私が中学生の頃は、「うつぶせで寝る子は、親からの精神的自立・心理的離乳ができていない」と言われていて、「うつぶせ寝からの脱却」ということを担任団から言われました。

そして大人になってからもそのことが気になっていて、東大を出たお医者さんに、その科学的根拠について聞いたことがあります。すると、「たしかに、うつぶせ寝をする人は親からの心理的離乳ができていないと言われてきたが、科学的根拠は薄弱で明らかになっていない」ということでした。そのとき私は、お医者さんに確認できて、はじめて腑に落ちました。

このように皆さんには、日常で気になったことは、どんなことでも科学的根拠を追求してほしいと思います。
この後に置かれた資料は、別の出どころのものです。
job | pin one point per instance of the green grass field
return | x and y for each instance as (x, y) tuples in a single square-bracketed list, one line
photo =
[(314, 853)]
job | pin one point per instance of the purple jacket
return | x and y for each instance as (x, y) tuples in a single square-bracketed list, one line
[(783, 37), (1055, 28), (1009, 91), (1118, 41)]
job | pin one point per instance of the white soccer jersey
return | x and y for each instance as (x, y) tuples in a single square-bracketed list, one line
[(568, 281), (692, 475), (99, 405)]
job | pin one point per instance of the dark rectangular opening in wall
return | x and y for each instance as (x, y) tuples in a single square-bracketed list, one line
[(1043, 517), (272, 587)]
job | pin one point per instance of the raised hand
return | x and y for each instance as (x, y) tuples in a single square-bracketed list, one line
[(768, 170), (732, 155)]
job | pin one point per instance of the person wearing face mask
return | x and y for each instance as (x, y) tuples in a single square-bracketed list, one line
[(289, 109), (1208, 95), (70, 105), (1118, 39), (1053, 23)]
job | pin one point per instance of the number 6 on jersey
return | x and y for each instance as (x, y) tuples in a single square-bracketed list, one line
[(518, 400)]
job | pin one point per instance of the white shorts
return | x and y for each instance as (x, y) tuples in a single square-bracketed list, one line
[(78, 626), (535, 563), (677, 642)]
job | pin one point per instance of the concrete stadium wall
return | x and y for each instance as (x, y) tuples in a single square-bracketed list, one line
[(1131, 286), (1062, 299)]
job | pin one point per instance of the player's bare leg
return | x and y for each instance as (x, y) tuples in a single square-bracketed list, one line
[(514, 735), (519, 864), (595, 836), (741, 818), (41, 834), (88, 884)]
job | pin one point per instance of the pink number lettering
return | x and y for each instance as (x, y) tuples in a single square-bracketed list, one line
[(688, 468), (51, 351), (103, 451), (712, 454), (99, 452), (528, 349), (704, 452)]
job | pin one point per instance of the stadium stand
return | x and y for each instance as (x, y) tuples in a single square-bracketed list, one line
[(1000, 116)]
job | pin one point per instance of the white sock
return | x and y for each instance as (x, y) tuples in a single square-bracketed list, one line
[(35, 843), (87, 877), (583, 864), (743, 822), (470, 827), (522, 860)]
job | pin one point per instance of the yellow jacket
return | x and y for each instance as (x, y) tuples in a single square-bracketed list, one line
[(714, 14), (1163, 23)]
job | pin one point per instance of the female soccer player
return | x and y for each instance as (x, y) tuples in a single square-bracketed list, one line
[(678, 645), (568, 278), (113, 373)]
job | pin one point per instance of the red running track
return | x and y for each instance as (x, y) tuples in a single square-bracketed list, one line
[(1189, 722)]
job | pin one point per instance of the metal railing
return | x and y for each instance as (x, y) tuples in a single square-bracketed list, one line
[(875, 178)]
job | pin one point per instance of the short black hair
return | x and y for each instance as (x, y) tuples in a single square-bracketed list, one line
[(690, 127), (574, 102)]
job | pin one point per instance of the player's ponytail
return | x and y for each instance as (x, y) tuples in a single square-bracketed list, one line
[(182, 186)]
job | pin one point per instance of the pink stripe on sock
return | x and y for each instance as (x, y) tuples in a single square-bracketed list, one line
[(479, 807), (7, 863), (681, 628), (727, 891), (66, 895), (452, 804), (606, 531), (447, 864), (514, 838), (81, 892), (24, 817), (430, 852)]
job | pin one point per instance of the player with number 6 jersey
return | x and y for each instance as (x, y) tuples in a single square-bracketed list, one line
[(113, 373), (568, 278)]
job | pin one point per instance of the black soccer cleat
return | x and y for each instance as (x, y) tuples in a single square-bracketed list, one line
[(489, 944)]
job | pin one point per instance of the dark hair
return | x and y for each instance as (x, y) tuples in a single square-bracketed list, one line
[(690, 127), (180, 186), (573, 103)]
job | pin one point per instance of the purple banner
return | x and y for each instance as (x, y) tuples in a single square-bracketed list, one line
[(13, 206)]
そこから、新たな科学的視野が開けていくと思います

また、受検勉強を通して得られる科学的思考や、科学的な物の見方を大切にし続けてほしいと思います。

たとえば、江戸時代の昔から日本人は多くの迷信を信じてきました。たとえば、「夜中に爪を切ると、親の死に目に会えない」などです。これらは、日本人の心性(メンタリティー)を明らかにするうえで文化史の研究においては意味があることなのですが、科学的な物の見方からは遠くかけ離れています。
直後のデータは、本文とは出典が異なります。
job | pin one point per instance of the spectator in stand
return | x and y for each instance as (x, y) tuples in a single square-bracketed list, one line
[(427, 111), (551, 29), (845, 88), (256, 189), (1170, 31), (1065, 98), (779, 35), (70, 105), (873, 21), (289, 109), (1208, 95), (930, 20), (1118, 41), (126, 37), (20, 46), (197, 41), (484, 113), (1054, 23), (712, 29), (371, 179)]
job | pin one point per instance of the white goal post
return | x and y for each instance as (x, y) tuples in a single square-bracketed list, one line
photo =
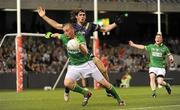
[(35, 35)]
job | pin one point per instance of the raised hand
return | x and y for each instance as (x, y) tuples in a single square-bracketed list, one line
[(41, 11)]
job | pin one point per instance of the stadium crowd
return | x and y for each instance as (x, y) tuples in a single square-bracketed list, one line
[(40, 55)]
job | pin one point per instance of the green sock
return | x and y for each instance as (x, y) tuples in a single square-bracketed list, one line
[(113, 93), (79, 89)]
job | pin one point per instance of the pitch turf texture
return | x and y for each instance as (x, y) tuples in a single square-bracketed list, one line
[(137, 98)]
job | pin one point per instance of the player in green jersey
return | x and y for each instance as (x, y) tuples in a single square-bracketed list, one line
[(78, 17), (157, 55), (81, 65)]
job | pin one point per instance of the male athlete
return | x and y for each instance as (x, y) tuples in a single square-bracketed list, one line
[(80, 25), (81, 65), (157, 54)]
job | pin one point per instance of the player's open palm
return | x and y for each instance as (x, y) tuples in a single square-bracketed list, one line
[(131, 43), (41, 11)]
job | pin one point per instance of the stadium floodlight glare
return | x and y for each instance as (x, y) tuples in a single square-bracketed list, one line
[(9, 9), (157, 12)]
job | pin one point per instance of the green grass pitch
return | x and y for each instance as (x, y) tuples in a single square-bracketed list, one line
[(137, 98)]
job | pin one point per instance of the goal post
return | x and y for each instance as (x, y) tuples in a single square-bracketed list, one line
[(19, 47)]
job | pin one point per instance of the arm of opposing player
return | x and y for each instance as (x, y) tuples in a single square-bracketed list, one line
[(139, 46), (53, 23)]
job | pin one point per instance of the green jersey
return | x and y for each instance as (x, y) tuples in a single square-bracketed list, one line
[(75, 56), (157, 55)]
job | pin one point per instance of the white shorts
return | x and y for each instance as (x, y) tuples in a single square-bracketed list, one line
[(85, 70), (157, 71)]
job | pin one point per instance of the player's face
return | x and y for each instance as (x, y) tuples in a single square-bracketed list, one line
[(69, 32), (81, 17), (158, 39)]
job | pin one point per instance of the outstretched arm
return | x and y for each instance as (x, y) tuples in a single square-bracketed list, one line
[(171, 58), (51, 35), (53, 23), (139, 46), (83, 49), (118, 20)]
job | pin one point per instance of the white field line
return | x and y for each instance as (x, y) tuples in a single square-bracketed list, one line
[(151, 107)]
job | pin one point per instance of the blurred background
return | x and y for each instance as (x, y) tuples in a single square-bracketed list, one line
[(44, 59)]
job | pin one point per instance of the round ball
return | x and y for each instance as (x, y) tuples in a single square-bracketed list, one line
[(73, 45)]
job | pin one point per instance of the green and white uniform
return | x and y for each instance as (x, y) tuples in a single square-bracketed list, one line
[(80, 65), (157, 56)]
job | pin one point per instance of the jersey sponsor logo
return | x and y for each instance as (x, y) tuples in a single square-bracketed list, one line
[(73, 51), (157, 54)]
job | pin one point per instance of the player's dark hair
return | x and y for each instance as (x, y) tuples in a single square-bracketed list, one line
[(74, 13)]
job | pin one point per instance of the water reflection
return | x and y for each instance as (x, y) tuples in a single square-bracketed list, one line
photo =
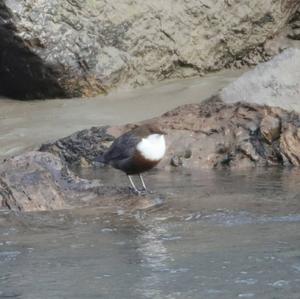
[(219, 235)]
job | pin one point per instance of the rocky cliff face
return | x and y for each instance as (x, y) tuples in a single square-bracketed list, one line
[(75, 48)]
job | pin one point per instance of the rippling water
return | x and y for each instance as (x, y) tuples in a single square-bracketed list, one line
[(219, 234), (27, 124)]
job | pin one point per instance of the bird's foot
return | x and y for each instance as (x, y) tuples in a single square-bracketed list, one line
[(138, 192)]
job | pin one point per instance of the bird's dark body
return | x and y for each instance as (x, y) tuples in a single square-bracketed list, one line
[(123, 153)]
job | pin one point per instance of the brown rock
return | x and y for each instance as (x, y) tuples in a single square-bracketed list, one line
[(270, 128), (290, 144)]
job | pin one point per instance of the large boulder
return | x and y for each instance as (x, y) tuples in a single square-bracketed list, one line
[(275, 83), (76, 48)]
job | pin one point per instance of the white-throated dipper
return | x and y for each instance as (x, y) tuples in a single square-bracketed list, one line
[(136, 151)]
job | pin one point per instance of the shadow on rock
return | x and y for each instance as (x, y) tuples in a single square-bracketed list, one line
[(23, 74)]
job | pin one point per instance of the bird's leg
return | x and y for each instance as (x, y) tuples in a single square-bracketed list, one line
[(143, 183), (132, 184)]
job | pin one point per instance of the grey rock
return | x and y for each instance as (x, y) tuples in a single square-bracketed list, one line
[(82, 48), (295, 34), (274, 83)]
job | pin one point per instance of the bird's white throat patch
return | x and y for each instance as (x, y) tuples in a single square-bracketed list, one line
[(152, 147)]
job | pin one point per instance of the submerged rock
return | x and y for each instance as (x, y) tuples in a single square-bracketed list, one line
[(75, 48)]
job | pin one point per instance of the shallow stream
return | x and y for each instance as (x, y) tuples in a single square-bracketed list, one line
[(218, 234)]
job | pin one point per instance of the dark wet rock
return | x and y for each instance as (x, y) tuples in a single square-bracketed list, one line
[(75, 48), (41, 181), (210, 134), (86, 144)]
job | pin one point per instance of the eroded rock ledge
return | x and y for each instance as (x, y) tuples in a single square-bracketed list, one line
[(206, 135), (82, 48)]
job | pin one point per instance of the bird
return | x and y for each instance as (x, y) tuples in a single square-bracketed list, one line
[(136, 151)]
信じてもらえなくても地動説を貫いたガリレオ・ガリレイのように、科学的な物の見方を貫いていくことで、到達できる地点があり、得られるものがあります。私は、その時初めて、フロイト、ユング、エーリッヒ・フロムといった学者たちの文化史的な意義も明らかになると思っていますし、翻(ひるがえ)って江戸時代に人々が信じていた妖怪などの迷信の意義や多彩さにも気づくのではないかと思います。ある一方を貫き、追求していくことで、その反対側にあるもう一方にも開眼できる、という理屈ですね。

そのような科学的思考や科学的な物の見方を養うのに、受験の理系科目は打ってつけです。そのため、理科があまり好きでないという人も、受験の枠を超えて大学での勉強の下地になるのはもちろん、自らの人生やライフワークを豊かにするのに科学的思考は役に立つと思って、がんばってくださいね。